This is the worst time of year for smokers, as they hunch and huddle outside office buildings all over town -- puffing and shivering. Indoor smoking is a distant memory, and in the distance I see my late grandfather, smoking a cigarette in the warmth of his home.
We were always trying to get him to quit whenever he came to visit, but Angelo ("Charlie") Carillo never went anywhere without his trusty Chesterfields in his shirt pocket.
One day, my sister Mary (then in fourth grade) decided to give it a shot. She was skinny and serious, with a head full of short-cropped curls. She marched up to our grandfather as he sat, cigarette in hand, reading the sports pages at our dining room table.
"Grandpa," she began, "my teacher says that every cigarette you smoke takes two minutes off your life."
She was a dramatic kid, and she knew how to sell it. But Grandpa didn't seem shocked by this news. He folded his newspaper, took a drag and courteously exhaled toward the ceiling.
"Two minutes for every cigarette, huh?"
"Tell you what, Mary. Let's figure out how much time I've lost."
"Get a pencil and paper."
She obeyed. Next thing we knew, the two of them were busy calculating how much of Grandpa's life had gone up in smoke.

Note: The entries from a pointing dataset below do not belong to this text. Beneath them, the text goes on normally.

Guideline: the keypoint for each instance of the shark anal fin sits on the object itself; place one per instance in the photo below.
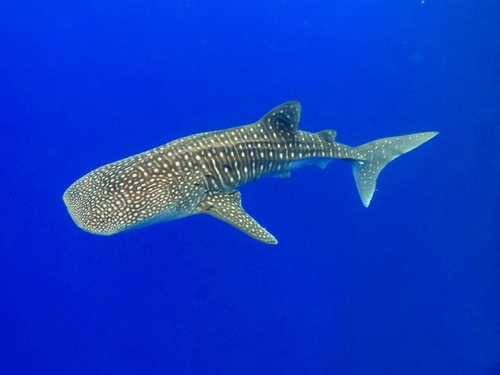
(227, 207)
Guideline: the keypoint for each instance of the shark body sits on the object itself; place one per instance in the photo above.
(200, 173)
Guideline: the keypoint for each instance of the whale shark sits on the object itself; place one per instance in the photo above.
(201, 173)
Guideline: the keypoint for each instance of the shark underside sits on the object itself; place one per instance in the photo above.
(200, 173)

It was actually a touching sight, his gray head hovering over her curly one as Mary worked the pencil. An outsider looking in on this scene might have taken it for a heartwarming project, a grandfather helping his granddaughter with her homework.
Nobody could have imagined they were trying to figure out how soon the Grim Reaper would come knocking on Grandpa's door.

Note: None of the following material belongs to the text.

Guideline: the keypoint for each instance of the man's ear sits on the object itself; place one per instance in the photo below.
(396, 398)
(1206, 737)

Mary's figures filled the page. No calculators in those days, boy -- you did arithmetic the hard way. Grandpa had been smoking since he was fifteen. Forty-five years of smoking, times 365 days per year, times twenty cigarettes per day, times two minutes per cigarette... whoa.

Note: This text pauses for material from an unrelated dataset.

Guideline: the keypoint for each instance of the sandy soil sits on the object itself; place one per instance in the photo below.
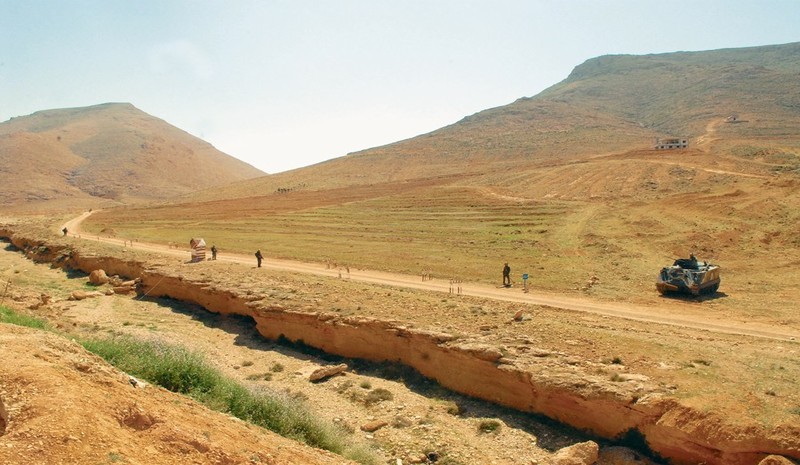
(684, 357)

At long last, the calculations were complete. Mary drew a long breath before making the announcement. I'm sure she would have liked a drum roll.
"Grandpa," she scolded, "you have lost 456 days of your life to cigarettes."
He shrugged and lit up a fresh one. Another two minutes, gone.
Mary was alarmed by his lack of alarm. "That's one year and ninety-one-days," she added to drive home the point.
Grandpa nodded. "So how long am I gonna live?"
"That year and ninety-one days. What number do we subtract that from?"
"How can you know how much time I lost if you don't know how long I was gonna live in the first place?"
Mary didn't see that coming. All she could do was stare at him.
"And what if I get hit by a bus? Do I still lose that time if I get hit by a bus?"
"Charlie!" my grandmother called from the kitchen. "Stop!"
A sweeter, gentler man than my grandfather never lived, but like many Italian-American grandfathers, he took great pleasure in teasing his grandchildren. What else were they there for?
As it turns out, this was superb training for Mary, who went on to a great career in TV sports. She's had some tough interviews over the past thirty years, but that early one-on-one with our grandfather did a lot to develop her footwork.
Grandpa was waiting for his answer, which, of course, didn't exist on that day. (The eventual answer: he lived into his mid-seventies, smoking and dodging buses all the way.)
He took an especially long drag and let it go through his nostrils, dragon-style.
"Well? What's the deal here, Mary?"
She sighed and brought it all back to where it had begun.
"I'll ask my teacher," she said.
My mother and my grandmother began setting the dinner table. My grandfather mashed his cigarette out in an ashtray and ruffled Mary's curls with his other hand.
"You do that, Mary," he chuckled. "Okay, enough. Let's eat."